If you choose to make the training in-house, the amount of development time is going to fluctuate vastly based on (1) what fires you have to put out during the development phase, (2) your experience with training development and (3) the resources available to you.

An FYI for anyone considering doing their own development: if you think you need 2 hours of training to cover all your compliance topics, you’ll likely need to spend 80+ hours (!) building the training.

It’s a major challenge to find that time. Trust me, I’ve been there, done that. 

But let’s say you like the idea of a one-time expense for highly targeted, engaging, customized training. What does that process look like? Well here’s the process we normally take with our custom training clients:

  • Step 1 – Engagement and ideation – During the initial phase, we talk about your training wants, needs and desires. What do you envision if we hit a “home-run” on this training? We talk through your company, your audience, the employees, the formatting, and everything else. 
  • Step 2 – Planning – Next we build you a custom training plan with materials designed to engage your employees and transfer knowledge into the workplace. Again, we want your employees to feel like the training was designed specifically for them – an employee, at your company, in their role, in this year. 
  • Step 3 – Content creation – After we agree on the plan, we create and deliver to you the first drafts of the scripts, videos, presentations we decided on.
  • Step 4 – Review and revise – You check out our work and make comments (twice).
  • Step 5 – Finalize training content – We send you the final content. Congrats!

Now that the training content has been created and delivered, how do we get it into the hands of your employees?

Third Step - Training Implementation - 2-6 weeks

By this point, you have your content and you know how your employees will access it. Let’s roll it out. 

Rolling out training is not as easy as simple as snapping your fingers. If you chose online training, the content needs to be uploaded onto the cloud or into an LMS. If you are doing training in person, you need to find time on everyone’s calendar. 
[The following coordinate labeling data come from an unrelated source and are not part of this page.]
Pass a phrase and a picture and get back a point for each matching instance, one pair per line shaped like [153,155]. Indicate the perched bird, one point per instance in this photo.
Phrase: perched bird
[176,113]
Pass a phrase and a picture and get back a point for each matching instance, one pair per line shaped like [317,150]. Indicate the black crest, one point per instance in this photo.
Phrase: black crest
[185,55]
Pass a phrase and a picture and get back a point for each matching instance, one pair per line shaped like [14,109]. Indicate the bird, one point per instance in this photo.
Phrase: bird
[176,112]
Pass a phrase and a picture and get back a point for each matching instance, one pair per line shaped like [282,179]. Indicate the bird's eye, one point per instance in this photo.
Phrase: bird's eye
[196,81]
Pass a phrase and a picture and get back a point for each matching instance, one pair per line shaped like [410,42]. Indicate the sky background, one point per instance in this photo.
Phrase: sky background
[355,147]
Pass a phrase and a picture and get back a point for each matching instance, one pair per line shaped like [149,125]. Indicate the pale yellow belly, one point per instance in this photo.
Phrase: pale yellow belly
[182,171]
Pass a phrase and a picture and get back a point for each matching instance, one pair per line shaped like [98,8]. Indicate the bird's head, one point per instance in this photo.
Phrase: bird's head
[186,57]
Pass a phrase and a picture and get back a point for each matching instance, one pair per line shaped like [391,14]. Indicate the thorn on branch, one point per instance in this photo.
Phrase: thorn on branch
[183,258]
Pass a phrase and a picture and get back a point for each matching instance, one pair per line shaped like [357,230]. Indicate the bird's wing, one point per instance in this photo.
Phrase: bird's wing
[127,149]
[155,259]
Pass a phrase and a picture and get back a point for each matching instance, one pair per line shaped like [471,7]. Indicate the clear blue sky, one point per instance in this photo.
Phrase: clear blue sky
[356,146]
Once all the small details are taken care of, it’s time for a communication plan. Ideally, you launch your new compliance training along with a communication from the CEO or executive team relaying the importance of the training (again this is dependent on your audience – such a step is not required for training a small group). Additionally, you will need to make sure all employees understand how to access the training, take the training and take the assessment. 

Back to our summary - you should plan on at least 10+ weeks for planning, development and implementation of a compliance training program.